Rio, 12 (AE) - O atacante Edmundo, do Vasco, foi afastado do time por não ter acatado a ordem de se concentrar para o jogo de domingo, com o Vitória, em Salvador. Ele discutiu asperamente com o vice-presidente de Futebol do clube, Eurico Miranda, e deve ficar dez dias fora da equipe. A decisão do dirigente teve repercussão negativa no elenco e o técnico Antônio Lopes teme que a crise possa beneficiar o Vitória.
Para o meia Juninho, não é possível saber como cada jogador do Vasco vai reagir em campo à ausência de Edmundo. "Não sei como isso vai pesar na cabeça dos jogadores", disse. O lateral Felipe, amigo de Edmundo, deixou claro que o desfalque vai fazer falta do time. "Fiquei chateado e ainda não conversei com ele sobre o assunto", declarou. Mais cauteloso, o zagueiro Mauro Galvão preferiu minimizar o fato. "Cabe a nós esquecer o caso e pensar apenas na partida contra o Vitória." O desentendimento entre Eurico e Edmundo ocorreu após o jogo de quarta-feira, contra o Botafogo-SP, ainda no vestiário de São Januário.
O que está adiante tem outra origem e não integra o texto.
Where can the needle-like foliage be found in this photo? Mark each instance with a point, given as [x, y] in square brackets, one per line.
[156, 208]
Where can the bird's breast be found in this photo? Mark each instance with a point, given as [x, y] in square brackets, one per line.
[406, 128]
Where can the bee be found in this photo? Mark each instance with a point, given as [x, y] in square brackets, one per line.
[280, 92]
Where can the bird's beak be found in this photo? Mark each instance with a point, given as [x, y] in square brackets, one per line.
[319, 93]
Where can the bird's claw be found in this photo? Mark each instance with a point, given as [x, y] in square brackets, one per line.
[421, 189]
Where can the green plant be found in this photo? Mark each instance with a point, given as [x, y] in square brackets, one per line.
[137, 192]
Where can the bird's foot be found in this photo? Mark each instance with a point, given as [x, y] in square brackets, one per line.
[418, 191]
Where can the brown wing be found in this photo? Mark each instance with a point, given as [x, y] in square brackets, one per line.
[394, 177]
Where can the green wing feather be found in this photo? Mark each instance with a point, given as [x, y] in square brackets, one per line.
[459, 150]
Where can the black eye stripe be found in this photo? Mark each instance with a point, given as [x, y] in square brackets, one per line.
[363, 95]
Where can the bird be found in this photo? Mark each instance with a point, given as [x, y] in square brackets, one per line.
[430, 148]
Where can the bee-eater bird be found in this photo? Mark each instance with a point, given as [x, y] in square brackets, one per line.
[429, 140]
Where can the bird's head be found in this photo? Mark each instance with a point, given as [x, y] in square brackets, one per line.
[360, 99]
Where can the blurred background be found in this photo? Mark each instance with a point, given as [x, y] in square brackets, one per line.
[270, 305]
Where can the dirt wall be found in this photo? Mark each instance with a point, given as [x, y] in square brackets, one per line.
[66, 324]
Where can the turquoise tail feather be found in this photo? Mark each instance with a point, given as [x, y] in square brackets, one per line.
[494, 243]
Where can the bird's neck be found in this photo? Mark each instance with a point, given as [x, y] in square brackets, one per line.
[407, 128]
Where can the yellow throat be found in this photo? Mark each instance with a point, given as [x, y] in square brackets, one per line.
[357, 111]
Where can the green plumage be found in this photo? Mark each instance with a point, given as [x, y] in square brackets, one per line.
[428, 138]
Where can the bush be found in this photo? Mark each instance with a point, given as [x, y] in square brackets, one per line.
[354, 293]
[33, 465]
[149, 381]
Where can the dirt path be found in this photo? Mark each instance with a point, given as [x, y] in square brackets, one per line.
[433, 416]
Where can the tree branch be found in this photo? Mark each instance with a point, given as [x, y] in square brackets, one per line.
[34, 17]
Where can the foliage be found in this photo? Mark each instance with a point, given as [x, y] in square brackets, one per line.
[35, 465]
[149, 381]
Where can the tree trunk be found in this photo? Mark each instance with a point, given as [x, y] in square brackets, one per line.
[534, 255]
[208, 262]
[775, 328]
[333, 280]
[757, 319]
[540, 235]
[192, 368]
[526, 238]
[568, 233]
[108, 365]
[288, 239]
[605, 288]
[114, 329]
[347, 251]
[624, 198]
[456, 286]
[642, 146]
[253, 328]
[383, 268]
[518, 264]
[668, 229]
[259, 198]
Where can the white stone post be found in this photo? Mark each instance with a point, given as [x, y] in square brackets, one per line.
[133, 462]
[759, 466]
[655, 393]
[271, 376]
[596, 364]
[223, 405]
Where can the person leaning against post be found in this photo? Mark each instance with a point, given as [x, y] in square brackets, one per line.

A punição, no entanto, só foi anunciada por Eurico no final da noite de quinta-feira, depois de aguardar em vão uma justificativa de Edmundo para sua ausência no treino de ontem.
O vice-presidente do Vasco admitiu que a pena de Edmundo poderia ser reduzida ou ampliada, dependendo de sua reação - Eurico exigia um pedido de desculpas do jogador. Foi o dirigente quem mais protegeu Edmundo no início de outubro, quando o atleta fora preso por um dia, condenado por ter causado um acidente de automóvel no Rio, em dezembro de 1995, no qual morreram três pessoas e outras três ficaram feridas.
Após o episódio, Eurico proibiu a entrada em São Januário de repórteres de alguns jornais cariocas, a quem acusou de terem denegrido a imagem de Edmundo. O dirigente, deputado federal pelo PPB-RJ, passou até a ignorar liminares que deveriam garantir a presença dos jornalistas no estádio, em dias de jogos e de treinos.